Moreover, data extracted from crude medical bills capture only a small fraction of the overall harm in health care. Mediocre metrics sometimes ignore the patient and focus on parameters that make us feel good that we are measuring quality, sort of like a pill that lowers a cholesterol number on a lab test, but doesn’t actually extend the life of the patient.
The things that matter for patients — a doctor’s skill and sound judgment, and staff teamwork — are unmeasured by the business stakeholders in health care.
As a country, we’ve chosen to spend billions on medical technology and new drugs, but we’ve been cheap when it comes to measuring performance accurately and fairly. As a consequence, the field of health care has focused on what’s easy to measure, rather than things that are important to patients.
For example, we measure knee surgery readmission rates using billing data but not a patient’s ability to walk three months later. We measure patient satisfaction, but not the appropriateness of medical care.
Moreover, there is one metric that tells you more about hospital quality than anything Medicare tracks. It’s the culture. Culture is the teamwork that is essential in delivering safe medical care.
Using a validated survey of hospital employees, my research colleagues and I at Johns Hopkins in partnership with Duke University and the Minnesota Hospital Association conducted a study of hospital safety and teamwork culture and patient outcomes. Specifically, the survey asked a hospital’s doctors, nurses and other staff if they feel comfortable speaking up when they have a safety concern, if communication breakdowns are common, and if management is responsive to their needs.
The study, published recently in the Journal of the American College of Surgeons, found what many doctors and nurses have long known to be true, that a hospital’s culture is a powerful factor in a patient’s surgical outcome.
When hospital employees feel that patient care is well-coordinated and their ideas are valued, patients receive safer care. Conversely, when the teamwork is poor and management is distant, bad things are more likely to happen.
In medical organizations around the country, increasingly, doctors describe working within one of two types of organizational cultures. One where staff are happy, turnover rates are low, and clinicians feel a sense of ownership over the entire delivery of care.
The other is a workplace where doctors believe they know how to make care safer, but feel their management is out-of-touch. As corporate medicine and new technology threaten to depersonalize the doctor-patient relationship, a serious risk to our nation’s health care system is an organizational culture that takes a back seat to the frenzy to collect data to look good on regulatory requirements.

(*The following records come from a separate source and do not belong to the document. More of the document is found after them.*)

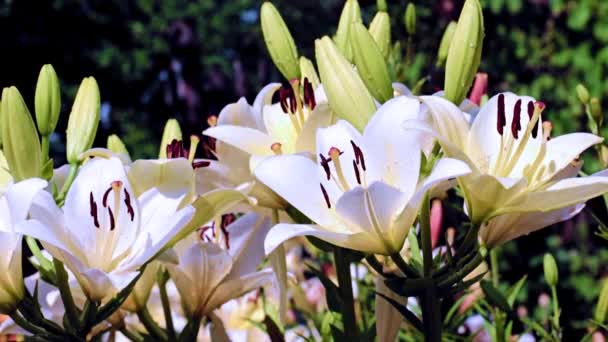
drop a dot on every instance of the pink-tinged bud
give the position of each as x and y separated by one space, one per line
436 221
480 88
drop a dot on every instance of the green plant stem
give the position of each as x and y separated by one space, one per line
346 292
164 297
494 267
146 319
68 183
66 295
44 148
25 324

Without meaningful metrics of hospital culture and patient outcomes, we are all flying blind. Health care reform becomes a discussion about how to finance the broken system, not how to fix it.
Creating a great and affordable health care system should begin with supporting the work of doctor groups and patient registries to create ways to measure outcomes accurately and fairly. We should be cautious in celebrating health care’s triumphs as long as medical error is the third leading cause of death in the United States and some patients tell us they can’t afford the surgery we offer them.

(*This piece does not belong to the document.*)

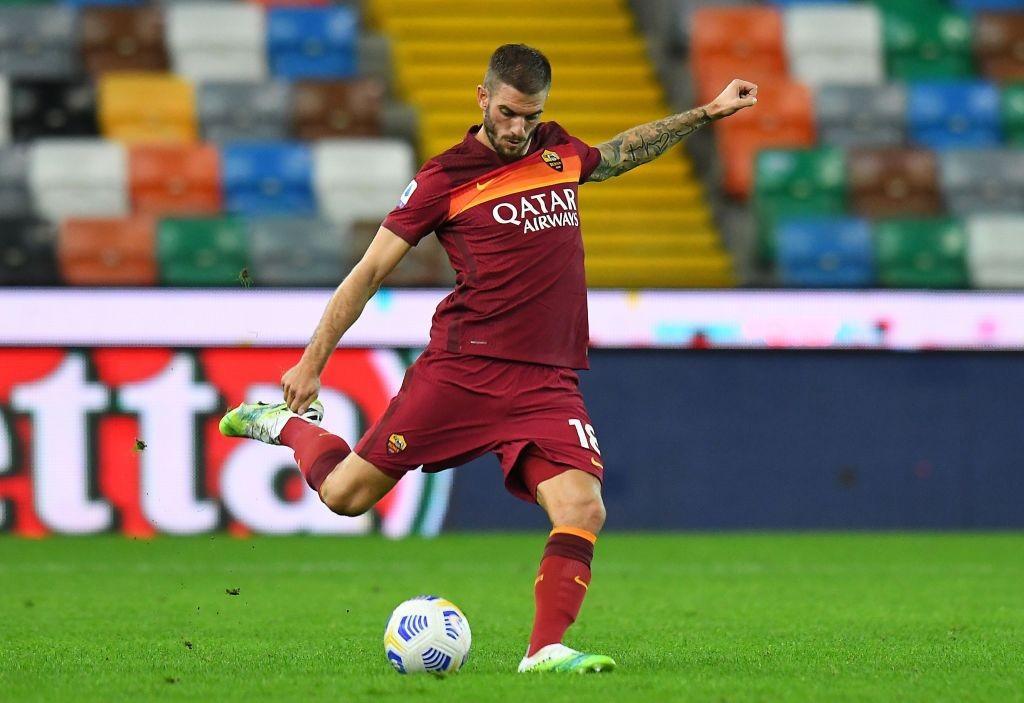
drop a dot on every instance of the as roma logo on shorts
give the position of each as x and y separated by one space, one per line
395 443
552 160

Traditional studies in medicine have asked whether there is an incremental benefit associated with a new medication and surgical technique, but we could do more to evaluate the benefit of the nontechnical (behavioral) skills that result in great medical care.
Improving patient safety and quality is an endeavor that requires both human factors and an organizational approach. An organization’s culture also influences our professional fulfillment and workplace happiness at a time when outside burdens are piling on. Improving hospital culture has implications for the important problem of burnout in the medical profession, a well-known safety issue that affect patients.
Health care harm is common, real and costly. As scholars of health care work to improve measurement of health care quality, we should remember that when physicians are looking for medical care, we do not look up a hospital’s readmission rate — we go to a place with a great culture.